Simple Encryption

BillSoo
07-04-2002, 01:36 PM
Encryption is the process of hiding meaning in a message in such a way that only the proper recipient can deduce the meaning.
There are 2 basic methods for encryption, codes and ciphers.
Codes are simple flags that carry meaning previously agreed upon. For instance, the phrase "Venice is nice" could mean "attack at dawn". Codes are nearly impossible to break since any arbitrary string could have any arbitrary meaning. You need to have the code book. However, sometimes it is possible to deduce certain codewords if the code is used too much. For instance, during WWII, the americans regularly intercepted japanese transmissions. They had broken most of the code before and knew that an attack on a target "omega" was imminent.
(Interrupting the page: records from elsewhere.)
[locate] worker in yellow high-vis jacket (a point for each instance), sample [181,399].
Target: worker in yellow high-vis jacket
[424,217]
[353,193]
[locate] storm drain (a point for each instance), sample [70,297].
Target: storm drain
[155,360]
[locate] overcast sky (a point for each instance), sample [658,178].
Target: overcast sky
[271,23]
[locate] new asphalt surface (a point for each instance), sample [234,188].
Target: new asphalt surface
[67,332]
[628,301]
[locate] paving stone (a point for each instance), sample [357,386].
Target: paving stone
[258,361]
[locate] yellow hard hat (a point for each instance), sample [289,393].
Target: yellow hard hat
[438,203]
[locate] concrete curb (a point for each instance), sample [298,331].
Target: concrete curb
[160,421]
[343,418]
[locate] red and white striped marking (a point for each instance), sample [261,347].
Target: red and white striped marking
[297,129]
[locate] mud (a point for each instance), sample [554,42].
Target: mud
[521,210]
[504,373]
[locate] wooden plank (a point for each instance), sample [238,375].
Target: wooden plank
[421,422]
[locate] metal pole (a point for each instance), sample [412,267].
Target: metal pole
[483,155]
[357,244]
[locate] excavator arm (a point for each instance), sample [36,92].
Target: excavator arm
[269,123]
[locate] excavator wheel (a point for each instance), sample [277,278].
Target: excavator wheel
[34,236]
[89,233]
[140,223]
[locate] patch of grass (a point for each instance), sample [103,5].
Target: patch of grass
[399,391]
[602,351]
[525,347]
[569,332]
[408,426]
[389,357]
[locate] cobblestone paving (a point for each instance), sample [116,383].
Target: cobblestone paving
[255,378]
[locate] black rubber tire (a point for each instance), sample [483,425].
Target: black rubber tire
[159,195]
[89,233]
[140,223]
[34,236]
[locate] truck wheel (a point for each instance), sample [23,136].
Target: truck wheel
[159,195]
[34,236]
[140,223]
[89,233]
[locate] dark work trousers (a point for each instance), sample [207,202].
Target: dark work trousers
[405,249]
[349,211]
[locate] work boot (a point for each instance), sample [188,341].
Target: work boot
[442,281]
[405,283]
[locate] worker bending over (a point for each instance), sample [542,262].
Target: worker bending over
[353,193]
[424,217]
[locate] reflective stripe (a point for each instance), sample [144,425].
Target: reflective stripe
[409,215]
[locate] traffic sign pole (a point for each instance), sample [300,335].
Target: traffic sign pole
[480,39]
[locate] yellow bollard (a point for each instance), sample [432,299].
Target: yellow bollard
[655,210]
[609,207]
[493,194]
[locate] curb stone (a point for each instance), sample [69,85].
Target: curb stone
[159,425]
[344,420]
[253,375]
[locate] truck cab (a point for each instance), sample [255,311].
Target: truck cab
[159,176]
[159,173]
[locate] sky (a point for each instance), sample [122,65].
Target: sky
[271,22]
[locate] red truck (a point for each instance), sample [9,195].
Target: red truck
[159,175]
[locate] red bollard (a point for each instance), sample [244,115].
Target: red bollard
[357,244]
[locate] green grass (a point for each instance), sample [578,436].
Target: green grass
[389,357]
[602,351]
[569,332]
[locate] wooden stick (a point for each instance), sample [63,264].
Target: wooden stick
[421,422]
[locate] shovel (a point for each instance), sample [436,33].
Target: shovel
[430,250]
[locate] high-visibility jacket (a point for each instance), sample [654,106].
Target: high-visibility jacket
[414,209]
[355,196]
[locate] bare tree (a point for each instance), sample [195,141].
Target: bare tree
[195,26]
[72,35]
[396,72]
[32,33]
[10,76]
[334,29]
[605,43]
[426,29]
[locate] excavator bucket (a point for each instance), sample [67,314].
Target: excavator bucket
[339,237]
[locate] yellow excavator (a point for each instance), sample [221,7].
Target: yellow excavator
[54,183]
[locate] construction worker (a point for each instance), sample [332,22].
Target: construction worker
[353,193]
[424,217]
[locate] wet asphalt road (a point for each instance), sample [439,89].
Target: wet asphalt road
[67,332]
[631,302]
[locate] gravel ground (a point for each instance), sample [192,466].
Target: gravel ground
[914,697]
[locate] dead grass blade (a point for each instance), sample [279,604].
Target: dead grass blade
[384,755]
However, they did not know what "omega" was. As a test, they the airbase on Midway Island transmit a message in the clear saying that their water was low. Sure enough, they then intercepted a japanese message stating that target "omega" was low on water. This allowed the americans to prepare for the battle of Midway that changed the course of the war in the pacific.

But for our purposes, codes are too inflexible. You need to have a codebook that carries a code for all occasions....you have to update all the codebooks out there periodically....and you need a secure method of transmitting the codebook in the first place.
A more flexible solution is ciphers. A cipher is a way of scrambling a message in such a way that the original message can be unscrambled. Thus, any message can be encoded, and all you need is an algorithm instead of a codebook.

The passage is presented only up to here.